Al giorno d’oggi gli utenti dispongono di decine di account online, ciascuno di essi protetti con username e password. Contemporaneamente, il numero degli attacchi sferrati annualmente agli account cresce ogni anno con un ritmo preoccupante.
Già alcuni mesi fa gli sviluppatori di Mozilla avevano annunciato l’integrazione in Firefox di una nuova funzionalità che informerà gli utenti quando un sito web fosse stato in passato oggetto di un’aggressione, con la conseguente sottrazione di dati sensibili.
Firefox farà riferimento al database gestito dal noto sito Have I been pwned: il servizio aiuta a scoprire se le credenziali degli account utilizzati per l’accesso a vari siti web possano essere già nelle mani di spammer e malintenzionati.
Digitando il proprio nome utente o il proprio indirizzo email nella home page del servizio Have I been pwned, si può verificare se i dati di accesso al corrispondente account fossero stati sottratti nell’ambito di qualche aggressione sferrata nei confronti dei gestori dei vari servizi online.
Se, scrivendo il proprio nome utente o l’email nell’apposita casella di ricerca su Have I been pwned si ricevesse il messaggio “Oh, no pwned” non significa necessariamente che le credenziali d’accesso all’account principale siano state trafugate.
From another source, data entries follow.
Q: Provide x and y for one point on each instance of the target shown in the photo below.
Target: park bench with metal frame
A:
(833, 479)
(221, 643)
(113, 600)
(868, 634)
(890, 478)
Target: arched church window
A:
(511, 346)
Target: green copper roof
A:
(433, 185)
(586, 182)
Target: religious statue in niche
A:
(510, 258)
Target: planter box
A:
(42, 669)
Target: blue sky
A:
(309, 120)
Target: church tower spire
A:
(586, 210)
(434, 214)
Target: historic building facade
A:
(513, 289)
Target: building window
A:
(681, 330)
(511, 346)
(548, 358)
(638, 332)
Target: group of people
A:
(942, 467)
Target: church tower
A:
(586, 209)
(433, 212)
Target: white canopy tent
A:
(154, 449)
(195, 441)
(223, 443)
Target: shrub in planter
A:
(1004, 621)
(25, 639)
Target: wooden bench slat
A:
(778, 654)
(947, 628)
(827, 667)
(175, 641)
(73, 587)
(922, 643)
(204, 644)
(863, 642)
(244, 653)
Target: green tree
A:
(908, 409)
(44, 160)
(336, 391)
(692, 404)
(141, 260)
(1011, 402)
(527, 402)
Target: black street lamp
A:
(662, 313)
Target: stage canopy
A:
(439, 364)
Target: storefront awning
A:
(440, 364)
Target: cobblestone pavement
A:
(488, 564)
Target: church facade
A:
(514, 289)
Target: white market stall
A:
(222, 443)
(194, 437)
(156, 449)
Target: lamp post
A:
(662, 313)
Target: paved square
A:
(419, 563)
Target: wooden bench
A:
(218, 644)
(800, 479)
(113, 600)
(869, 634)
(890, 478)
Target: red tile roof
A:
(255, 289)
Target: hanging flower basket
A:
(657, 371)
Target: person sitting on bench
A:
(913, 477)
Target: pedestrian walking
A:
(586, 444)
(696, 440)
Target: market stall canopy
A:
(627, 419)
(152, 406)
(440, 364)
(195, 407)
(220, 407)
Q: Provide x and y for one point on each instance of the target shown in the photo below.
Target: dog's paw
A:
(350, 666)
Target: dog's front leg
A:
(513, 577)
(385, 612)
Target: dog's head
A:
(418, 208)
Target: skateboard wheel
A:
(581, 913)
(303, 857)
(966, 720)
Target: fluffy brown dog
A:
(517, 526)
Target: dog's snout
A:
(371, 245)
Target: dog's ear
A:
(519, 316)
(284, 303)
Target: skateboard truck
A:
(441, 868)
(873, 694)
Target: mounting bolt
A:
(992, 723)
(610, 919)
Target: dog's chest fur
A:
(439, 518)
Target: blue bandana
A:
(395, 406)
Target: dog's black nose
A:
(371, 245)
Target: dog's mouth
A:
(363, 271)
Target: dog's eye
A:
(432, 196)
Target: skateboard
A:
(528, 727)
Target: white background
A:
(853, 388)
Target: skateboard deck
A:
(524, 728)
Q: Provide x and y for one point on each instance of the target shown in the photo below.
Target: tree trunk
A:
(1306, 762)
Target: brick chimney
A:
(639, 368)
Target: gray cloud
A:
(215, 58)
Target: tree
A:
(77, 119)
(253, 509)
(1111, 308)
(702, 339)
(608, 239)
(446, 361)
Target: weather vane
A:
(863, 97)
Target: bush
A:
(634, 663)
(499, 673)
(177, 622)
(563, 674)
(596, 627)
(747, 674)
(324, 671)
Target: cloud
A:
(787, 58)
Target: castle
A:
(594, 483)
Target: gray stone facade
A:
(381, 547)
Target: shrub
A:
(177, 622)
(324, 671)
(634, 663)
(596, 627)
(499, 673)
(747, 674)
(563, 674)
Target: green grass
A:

Piuttosto, è certo che alcuni dati personali (comprese la password per l’accesso a servizi terzi, quando esplicitamente specificato) siano stati sottratti.
Si supponga di aver specificato un indirizzo email @gmail.com per registrarsi al servizio “ABC”. Se un aggressore fosse riuscito ad attaccare i server del servizio “ABC” verosimilmente questi ha potuto impossessarsi del database con nomi utente e password.
Egli avrà quindi letto l’indirizzo email @gmail.com e si sarà impossessato della password per l’autenticazione al servizio “ABC” o comunque del suo hash.
L’aggressore conoscerà al limite, quindi, la password per l’accesso al servizio “ABC”, saprà dell’esistenza dell’account @gmail.com ma non potrà conoscere la password per l’accesso all’account @gmail.com (sempre che l’utente non abbia commesso il gravissimo errore di usare la stessa password sia per proteggere @gmail.com che l’account sul sito del servizio “ABC”…).
Nel caso in cui Have I been pwned dovesse riportare il messaggio “Oh no, pwned“, il consiglio è quello di modificare immediatamente le credenziali di accesso per i servizi indicati.
Sia Troy Hunt, il ricercatore australiano autore e gestore del sito Have I been pwned, che Mozilla hanno confermato che la nuova funzionalità di Firefox capace di presentare agli utenti le informazioni sui data breach è praticamente pronta.
Firefox Monitor sarà in grado di controllare se i propri account fossero stati coinvolti in uno o più attacchi che hanno preso di mira i fornitori dei vari servizi Internet.
In caso affermativo, il nuovo strumento indicherà quali tipi di dati sono stati sottratti e fornirà consigli pratici ai fini della sicurezza.
Al momento Mozilla pensa di coinvolgere circa 250.000 utenti di Firefox (principalmente negli Stati Uniti) per provare in anteprima la nuova funzionalità. La distribuzione generale è prevista in tempi successivi, non appena conclusi positivamente i test.